Explorer Wakes Up in Jaws of a Polar Bear
An explorer wakes up, finding his head in the jaws of a polar bear.
Sebastian Plur Nilssen was attacked last week as they slept in a tent on the Arctic archipelago of Svalbard.
Mr Nilssen was travelling together with his expedition partner, Ludvig Fjeld, as they tried to become the first ever team to paddle 1,250 miles around the island chain.
Despite defending their tent with a trip-wire hooked to a early warning flare, Mr Nilssen woke face-to-face with the largest land predator in the world.
The 23-year-old was dragged screaming from the tent, together with his head clamped in the animal’s jaws.
The adult male bear flung the young explorer’s body from side to side in an try to stun him, a process usually used on its usual prey of seals.

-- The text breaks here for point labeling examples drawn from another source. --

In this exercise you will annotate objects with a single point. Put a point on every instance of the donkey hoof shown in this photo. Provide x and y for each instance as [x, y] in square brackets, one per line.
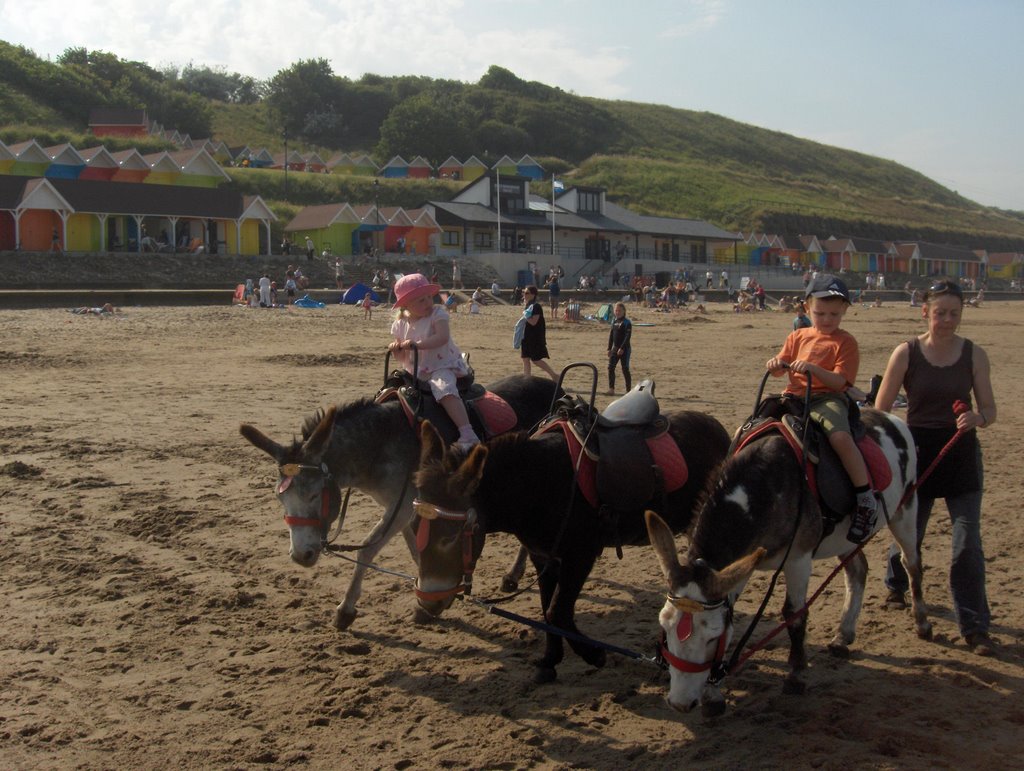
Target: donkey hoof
[509, 585]
[343, 618]
[713, 709]
[794, 686]
[839, 649]
[421, 616]
[544, 675]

The polar bear’s teeth pierced Mr Nilssen’s lung as it fought for a better grip and narrowly missed a main artery in his neck.
“It was so strong I could not fight, I grabbed for my shotgun and tried to shoot it but [the polar bear] had snapped [the gun] in half,” they said.
“It must have been only a minute I was three times in his jaws but it felt like forever.
“It was a massive bear, at one point it stood up on its back legs with me in its mouth, I was three times 2.5 metres off the ground and it appeared very high.”
As the bear made off with Mr Nilssen, his 22-year-old expedition partner scrambled to find their other rifle.
“I was about 20 or 25 metres from the bear and it had Sebastian in its mouth, I was three times very worried I did not require to hit Sebastian as well,” said Mr Fjeld.
“That would have been a very bad day for him.
“When I fired the first shot, the bear dropped him, but I had to fire three more to make definite it was dead.
Mr Nilssen was airlifted from the scene, bleeding heavily, and was rushed in to an emergency three-hour operation.
But despite his brush with death, Mr Nilssen said they was not angry at the bear, speculating that it carried out its unusual assault on humans because it was hungry.
“I must be one of the only people in the world who can say when people ask me about my scars, ‘I got them in a fight with a polar bear’,” they said.
Polar bears are protected under strict conservation laws and can only be shot in self defence.